C. Invalidity of the ’414 Patent:
On cross-appeal, UCB asked court to reverse the district court’s invalidation of the asserted ’414 patent claims due to prior public use under § 102(a) because the record evidence allegedly did not support the district court’s inferences as to how UCB’s Form II invention was in actual use before the correct invention date. The district court reasonably found that a patient in the United States used Neupro patches that contained Form II rotigotine before November 28, 2007—the ’414 patent’s filing date—and that therefore, the ’414 patent claims were invalid under § 102(a).

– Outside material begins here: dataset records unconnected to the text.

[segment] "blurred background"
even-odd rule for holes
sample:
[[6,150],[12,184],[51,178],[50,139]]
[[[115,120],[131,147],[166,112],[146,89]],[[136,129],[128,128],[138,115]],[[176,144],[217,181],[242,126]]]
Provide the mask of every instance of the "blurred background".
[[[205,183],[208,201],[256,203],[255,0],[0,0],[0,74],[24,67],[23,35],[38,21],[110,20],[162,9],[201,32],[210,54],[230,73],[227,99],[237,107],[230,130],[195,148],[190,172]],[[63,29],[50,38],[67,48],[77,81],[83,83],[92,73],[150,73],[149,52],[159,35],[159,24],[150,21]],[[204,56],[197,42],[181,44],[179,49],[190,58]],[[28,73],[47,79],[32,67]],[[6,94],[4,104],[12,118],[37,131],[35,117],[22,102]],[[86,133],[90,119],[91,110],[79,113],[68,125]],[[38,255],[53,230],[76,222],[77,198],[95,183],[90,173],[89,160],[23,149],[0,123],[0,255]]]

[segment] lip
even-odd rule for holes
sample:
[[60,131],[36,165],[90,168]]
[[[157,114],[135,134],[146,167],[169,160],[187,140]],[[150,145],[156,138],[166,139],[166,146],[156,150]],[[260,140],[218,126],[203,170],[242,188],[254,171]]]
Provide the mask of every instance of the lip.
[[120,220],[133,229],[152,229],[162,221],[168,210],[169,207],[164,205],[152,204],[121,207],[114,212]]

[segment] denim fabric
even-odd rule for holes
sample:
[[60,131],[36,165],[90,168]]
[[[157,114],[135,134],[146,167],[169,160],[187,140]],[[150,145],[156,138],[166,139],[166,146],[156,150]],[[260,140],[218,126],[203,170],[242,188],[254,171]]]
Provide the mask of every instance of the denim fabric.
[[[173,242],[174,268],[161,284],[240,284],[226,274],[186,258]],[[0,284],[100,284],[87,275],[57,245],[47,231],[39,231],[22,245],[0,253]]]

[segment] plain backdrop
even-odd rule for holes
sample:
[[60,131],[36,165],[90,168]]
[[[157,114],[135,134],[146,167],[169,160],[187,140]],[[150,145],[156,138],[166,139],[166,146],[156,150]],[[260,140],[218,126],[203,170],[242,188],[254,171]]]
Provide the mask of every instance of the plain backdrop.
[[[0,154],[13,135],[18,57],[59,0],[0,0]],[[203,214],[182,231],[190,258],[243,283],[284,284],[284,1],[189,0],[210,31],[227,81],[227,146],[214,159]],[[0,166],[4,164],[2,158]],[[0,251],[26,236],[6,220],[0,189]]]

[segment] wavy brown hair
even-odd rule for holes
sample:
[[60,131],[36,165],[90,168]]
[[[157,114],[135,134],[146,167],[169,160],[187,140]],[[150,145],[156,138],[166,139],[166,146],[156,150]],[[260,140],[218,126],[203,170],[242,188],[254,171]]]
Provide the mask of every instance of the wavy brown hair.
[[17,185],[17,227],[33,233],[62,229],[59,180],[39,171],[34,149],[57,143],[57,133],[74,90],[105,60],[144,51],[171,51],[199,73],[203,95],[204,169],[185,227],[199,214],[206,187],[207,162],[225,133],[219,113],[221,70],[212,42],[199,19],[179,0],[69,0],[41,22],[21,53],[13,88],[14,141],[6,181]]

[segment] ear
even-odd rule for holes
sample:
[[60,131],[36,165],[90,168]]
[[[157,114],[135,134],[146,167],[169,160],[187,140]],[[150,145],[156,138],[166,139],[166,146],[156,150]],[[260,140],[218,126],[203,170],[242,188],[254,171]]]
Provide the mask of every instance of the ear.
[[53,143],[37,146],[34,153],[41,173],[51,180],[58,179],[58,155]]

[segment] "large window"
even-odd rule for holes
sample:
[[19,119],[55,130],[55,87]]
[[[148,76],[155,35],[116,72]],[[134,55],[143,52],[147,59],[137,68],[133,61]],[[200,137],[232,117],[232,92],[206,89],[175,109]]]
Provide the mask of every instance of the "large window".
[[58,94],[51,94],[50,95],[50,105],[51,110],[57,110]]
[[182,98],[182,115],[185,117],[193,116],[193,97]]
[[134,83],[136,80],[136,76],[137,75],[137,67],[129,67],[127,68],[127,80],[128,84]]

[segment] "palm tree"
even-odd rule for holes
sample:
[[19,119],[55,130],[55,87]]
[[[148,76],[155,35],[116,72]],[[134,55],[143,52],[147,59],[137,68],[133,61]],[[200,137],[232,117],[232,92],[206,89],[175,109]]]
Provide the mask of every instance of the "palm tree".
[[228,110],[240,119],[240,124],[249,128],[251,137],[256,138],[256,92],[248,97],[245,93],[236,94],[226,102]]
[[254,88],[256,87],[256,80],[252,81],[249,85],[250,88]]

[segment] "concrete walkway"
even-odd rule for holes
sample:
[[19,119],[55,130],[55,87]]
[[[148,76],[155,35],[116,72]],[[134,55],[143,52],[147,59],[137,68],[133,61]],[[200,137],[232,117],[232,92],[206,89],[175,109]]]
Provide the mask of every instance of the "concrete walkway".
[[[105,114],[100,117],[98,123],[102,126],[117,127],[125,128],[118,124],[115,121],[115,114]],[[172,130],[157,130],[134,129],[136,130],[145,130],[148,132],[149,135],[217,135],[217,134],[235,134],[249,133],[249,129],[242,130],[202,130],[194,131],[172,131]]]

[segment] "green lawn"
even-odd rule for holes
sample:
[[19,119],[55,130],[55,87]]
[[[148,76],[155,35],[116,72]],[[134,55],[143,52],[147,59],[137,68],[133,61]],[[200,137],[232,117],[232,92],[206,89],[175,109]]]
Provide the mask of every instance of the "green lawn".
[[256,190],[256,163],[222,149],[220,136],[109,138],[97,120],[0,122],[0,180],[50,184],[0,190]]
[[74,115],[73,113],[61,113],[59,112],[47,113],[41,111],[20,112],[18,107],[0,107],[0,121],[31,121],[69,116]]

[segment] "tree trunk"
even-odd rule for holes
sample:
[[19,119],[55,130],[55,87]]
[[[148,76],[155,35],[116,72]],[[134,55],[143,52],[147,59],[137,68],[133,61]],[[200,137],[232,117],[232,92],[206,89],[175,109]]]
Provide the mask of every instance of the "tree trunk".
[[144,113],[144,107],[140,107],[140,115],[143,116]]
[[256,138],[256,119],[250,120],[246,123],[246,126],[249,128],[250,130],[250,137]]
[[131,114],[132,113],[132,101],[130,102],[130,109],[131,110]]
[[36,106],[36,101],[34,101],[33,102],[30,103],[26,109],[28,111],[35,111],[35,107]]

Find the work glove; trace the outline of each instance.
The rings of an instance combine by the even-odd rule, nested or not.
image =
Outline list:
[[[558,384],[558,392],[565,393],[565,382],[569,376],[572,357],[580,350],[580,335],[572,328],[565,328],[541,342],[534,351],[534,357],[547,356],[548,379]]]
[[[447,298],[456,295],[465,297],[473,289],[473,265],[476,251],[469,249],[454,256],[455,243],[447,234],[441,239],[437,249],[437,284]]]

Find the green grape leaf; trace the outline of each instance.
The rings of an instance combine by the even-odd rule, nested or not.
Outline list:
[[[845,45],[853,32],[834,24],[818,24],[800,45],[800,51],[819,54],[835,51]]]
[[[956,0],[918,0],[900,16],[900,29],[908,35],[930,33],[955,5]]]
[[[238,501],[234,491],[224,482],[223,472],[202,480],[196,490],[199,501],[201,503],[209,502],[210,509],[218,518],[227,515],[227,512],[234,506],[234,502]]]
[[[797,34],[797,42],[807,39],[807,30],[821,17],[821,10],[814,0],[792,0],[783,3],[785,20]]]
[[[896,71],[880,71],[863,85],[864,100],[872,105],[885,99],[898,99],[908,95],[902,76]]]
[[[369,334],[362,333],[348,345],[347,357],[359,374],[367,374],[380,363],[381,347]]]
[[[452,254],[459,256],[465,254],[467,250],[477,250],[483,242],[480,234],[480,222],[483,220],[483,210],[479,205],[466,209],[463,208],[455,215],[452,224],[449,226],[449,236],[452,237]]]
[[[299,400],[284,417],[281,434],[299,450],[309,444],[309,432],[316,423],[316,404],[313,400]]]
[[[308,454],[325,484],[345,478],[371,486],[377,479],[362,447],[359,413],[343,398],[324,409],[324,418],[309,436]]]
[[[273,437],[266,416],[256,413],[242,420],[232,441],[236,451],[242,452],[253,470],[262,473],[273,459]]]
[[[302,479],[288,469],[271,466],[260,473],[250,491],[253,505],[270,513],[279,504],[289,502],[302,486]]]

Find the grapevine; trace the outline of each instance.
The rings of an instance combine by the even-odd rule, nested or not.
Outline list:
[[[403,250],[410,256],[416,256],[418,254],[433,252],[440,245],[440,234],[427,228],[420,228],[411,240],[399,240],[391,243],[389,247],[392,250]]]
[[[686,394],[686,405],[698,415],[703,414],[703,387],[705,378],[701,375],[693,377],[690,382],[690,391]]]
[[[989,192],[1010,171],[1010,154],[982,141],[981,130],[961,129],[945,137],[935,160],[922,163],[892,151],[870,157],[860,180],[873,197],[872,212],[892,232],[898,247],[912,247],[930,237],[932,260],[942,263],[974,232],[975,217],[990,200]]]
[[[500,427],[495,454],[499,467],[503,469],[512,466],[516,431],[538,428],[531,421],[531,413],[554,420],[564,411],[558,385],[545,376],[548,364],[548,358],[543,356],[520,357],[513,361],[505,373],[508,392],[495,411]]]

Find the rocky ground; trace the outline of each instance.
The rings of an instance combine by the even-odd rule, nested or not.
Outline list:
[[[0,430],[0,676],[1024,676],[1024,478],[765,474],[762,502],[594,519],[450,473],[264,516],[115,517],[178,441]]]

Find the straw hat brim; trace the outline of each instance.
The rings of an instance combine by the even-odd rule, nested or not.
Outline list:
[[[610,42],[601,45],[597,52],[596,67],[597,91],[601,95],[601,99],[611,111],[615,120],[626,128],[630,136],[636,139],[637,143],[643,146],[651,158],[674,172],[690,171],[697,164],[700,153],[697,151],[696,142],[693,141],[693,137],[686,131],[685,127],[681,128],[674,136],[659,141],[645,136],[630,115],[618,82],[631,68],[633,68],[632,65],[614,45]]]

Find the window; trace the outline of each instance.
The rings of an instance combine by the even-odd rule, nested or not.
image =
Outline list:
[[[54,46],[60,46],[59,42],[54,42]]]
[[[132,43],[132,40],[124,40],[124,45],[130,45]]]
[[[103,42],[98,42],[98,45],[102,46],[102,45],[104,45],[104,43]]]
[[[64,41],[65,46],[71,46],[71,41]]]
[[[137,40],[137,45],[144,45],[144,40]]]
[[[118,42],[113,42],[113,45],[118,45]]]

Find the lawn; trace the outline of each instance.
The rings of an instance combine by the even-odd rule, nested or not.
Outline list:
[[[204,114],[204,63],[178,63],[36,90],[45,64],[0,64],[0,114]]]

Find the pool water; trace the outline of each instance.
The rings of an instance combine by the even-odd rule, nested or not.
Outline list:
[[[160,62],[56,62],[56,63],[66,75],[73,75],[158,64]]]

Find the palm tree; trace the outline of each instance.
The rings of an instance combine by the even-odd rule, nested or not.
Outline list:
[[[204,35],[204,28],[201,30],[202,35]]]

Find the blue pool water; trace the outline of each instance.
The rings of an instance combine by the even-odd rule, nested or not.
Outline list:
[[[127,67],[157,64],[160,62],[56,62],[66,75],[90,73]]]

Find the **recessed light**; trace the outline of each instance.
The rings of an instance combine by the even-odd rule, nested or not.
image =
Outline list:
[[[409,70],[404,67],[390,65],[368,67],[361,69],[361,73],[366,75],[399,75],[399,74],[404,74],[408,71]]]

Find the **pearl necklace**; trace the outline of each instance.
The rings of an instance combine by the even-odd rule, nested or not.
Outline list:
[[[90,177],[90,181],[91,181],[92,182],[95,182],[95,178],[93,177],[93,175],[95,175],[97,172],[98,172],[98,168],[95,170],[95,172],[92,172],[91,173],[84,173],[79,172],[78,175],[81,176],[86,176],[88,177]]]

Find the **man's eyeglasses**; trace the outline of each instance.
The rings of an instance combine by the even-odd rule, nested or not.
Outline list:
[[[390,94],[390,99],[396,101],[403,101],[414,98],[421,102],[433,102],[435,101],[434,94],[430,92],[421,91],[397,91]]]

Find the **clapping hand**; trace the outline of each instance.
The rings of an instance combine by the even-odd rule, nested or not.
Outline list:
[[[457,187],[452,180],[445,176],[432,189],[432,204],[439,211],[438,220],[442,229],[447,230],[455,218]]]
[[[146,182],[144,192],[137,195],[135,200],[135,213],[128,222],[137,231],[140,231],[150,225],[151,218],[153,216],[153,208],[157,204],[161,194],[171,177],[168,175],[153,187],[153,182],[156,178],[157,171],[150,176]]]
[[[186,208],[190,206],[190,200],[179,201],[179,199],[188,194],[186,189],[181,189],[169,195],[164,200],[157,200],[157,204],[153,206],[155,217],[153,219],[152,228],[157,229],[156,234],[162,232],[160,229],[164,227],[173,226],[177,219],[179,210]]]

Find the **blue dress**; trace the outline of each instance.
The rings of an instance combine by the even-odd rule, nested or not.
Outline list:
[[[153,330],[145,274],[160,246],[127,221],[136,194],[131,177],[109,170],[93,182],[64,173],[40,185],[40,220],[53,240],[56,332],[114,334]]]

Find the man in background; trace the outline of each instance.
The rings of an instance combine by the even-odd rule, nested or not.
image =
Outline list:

In November 2007, one female patient patient purchased Neupro patches that were from lot 47808—one of the lots later discovered to have contained Form II rotigotine. While using these lot 47808 patches, the patient began “clearly back-sliding, experiencing previous [Parkinson’s] symptoms of losing mobility, shaking and freezing.” The patient experienced the adverse event two days after the priority date of the ’414 patent, but she had been using the patches for “one week,” necessarily implying that she was using the patches before the ’414 patent’s priority date of November 28, 2007. Federal Ciruit rejected UCB’s arguments & said that there is plenty of evidence that most, if not all, of the patches in lot 47808 contained crystals, and that those crystals contained Form II. There is also evidence that the patient, who reported backsliding only after one week of using lot 47808 patches and who reported improvement (even if short-lived) when a new set of patches was used thereafter, used patches with Form II and that her symptoms matched up with use of Form II. Therefore court fond no clear error in the district court’s finding that Actavis presented clear and convincing evidence of public use before the date of invention under § 102(a). Thus it affirmed the district court’s invalidation of the asserted ’414 patent claims.
In conclusion, Federal Circuit affirmed the district court’s judgment of infringement and validity of the asserted ’434 patent claims, as well as invalidity of the asserted ’414 patent claims.